Numa das polêmicas que enfrentou pela imprensa paraibana, quando esteve arcebispo metropolitano da Paraíba por um vasto período, dom José Maria Pires pregou abertamente a necessidade de o clero ser subversivo, principalmente na região Nordeste, para tentar modificar, por meio das denúncias, uma situação de adversidade e penúria, decorrente não apenas de fenômenos naturais como a seca, mas, sobretudo, de políticas públicas que sempre discriminavam esta parte do Brasil. Dom José exprimia essas posições em plena vigência do regime militar autoritário, que se investiu do poder em 1964 a pretexto de manter a ordem e restaurar a democracia e acabou instituindo uma ditadura, tendo como subproduto a longa noite das trevas, pontuada por censura, por torturas, por prisões ilegais, suspensão do habeas-corpus, dissolução do Congresso Nacional, cassações de políticos e expoentes da intelligentsia nacional.

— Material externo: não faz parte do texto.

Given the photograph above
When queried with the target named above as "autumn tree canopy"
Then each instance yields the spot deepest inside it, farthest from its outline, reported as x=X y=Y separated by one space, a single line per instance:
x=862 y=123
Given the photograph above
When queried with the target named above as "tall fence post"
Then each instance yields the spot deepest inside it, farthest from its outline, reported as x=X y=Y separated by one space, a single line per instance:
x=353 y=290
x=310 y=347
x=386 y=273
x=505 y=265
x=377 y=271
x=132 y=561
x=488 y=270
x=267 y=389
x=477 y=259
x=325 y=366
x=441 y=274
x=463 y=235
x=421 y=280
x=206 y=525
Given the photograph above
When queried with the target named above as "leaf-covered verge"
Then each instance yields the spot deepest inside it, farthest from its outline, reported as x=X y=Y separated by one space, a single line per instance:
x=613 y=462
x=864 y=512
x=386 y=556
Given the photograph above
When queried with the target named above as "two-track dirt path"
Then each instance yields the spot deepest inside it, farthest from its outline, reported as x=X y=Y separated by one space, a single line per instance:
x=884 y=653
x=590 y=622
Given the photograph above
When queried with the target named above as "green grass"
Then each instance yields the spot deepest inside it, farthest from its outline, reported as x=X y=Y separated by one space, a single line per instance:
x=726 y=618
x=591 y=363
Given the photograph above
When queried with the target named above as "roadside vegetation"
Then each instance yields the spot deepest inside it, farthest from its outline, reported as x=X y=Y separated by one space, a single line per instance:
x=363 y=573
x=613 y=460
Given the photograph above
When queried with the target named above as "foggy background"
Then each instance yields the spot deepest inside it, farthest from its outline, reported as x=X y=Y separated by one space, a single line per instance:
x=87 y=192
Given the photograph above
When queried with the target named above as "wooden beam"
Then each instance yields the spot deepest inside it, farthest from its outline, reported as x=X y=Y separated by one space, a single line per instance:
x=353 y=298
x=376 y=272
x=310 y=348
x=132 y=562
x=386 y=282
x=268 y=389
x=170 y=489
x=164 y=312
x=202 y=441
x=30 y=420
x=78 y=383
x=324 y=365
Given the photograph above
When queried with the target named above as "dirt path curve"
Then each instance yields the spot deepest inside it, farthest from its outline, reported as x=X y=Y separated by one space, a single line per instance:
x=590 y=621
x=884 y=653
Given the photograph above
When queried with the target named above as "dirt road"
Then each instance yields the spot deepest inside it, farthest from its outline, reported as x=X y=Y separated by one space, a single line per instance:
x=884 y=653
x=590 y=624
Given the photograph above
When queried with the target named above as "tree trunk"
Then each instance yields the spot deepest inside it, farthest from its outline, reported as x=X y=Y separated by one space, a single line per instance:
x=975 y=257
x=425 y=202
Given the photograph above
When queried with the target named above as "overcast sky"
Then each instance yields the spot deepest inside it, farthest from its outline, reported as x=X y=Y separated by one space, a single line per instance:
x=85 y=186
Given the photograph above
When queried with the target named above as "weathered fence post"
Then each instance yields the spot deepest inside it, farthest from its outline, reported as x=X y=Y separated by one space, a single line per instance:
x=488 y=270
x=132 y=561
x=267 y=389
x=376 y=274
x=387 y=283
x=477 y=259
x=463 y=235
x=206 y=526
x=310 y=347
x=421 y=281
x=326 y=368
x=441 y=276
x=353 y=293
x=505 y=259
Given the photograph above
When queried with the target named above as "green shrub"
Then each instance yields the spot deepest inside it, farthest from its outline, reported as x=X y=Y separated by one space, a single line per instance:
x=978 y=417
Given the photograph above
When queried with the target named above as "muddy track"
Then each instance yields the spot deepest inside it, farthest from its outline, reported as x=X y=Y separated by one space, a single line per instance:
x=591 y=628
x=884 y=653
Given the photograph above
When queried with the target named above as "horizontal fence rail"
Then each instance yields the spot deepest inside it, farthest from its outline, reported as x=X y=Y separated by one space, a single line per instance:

Dom José, recém-vindo de Minas Gerais, diga-se de passagem, apoiou num primeiro momento o que foi denominado de revolução, até constatar que estávamos mesmo diante de uma quartelada, típica de ditadores de opereta da América do Sul. Em vez da democracia prometida, tivemos o rodízio de generais no poder e um sem número de éditos destinados a restringir liberdades públicas. Chocou dom José, também, como ele revelou em entrevistas e até em publicações, a realidade cruel do Nordeste brasileiro, com as populações submetidas a índices calamitosos de desnutrição, sem falar na falta de oportunidades de emprego e renda para milhares de famílias necessitadas.
Quando cogitei escrever um livro sobre dom José, estava em vigor no país uma esdrúxula lei que exigia autorização dos personagens para lançamento de biografias suas. Tal dispositivo tinha o apoio de um grupo de intelectuais e artistas que prezo e admiro demais, como Caetano Veloso e Chico Buarque de Holanda, expoentes do Procure Saber. Tinham, esses artistas e intelectuais, razões sobejas para defender a exigência de autorização para a formulação de biografias mas, no geral, estavam equivocados e, contraditoriamente, agindo como censores da liberdade de expressão, logo eles que tão perseguidos foram, tendo que se exilar ou, então, enfrentar aqui dentro a mordaça do AI-5 que podava tudo e não liberava nada. Pois bem! Cioso de responsabilidades legais, telefonei a dom José pedindo-lhe autorização, por escrito, para que eu pudesse prosseguir na elaboração da sua biografia.Você acha mesmo necessário? Você tem liberdade de dizer o que quiser a meu respeito, respondeu-me, por telefone. Em todo caso, inteirado dos óbices que me preocupavam, assentiu em dar a tal autorização, que não chegou a tempo, infelizmente.
Mas o que eu desejava falar mesmo era sobre uma parte do diálogo que mantivemos dom José e eu ao telefone. Ele indagou-me qual o título do livro. O bispo subversivo, respondi, de bate-pronto. Notei que ele tomara um susto. Lembrei-lhe, então, das suas declarações de que em situações de injustiça o clero tem todo o direito de subverter a ordem injusta que está em vigor. E falei-lhe de outras prédicas suas, sempre no caminho da denúncia. Para mim, dom José, está claro que o senhor é subversivo sem pregar a luta armada, resumi. É isso mesmo, é isso mesmo, ressaltou. Relembrando esses fatos, ocorre-me a ideia de que na atual conjuntura que o Brasil vive, mesmo com a democracia institucionalizada, o clero precisa voltar a ser subversivo. Para defender os oprimidos e denunciar as injustiças sociais. Mãos à obra, então!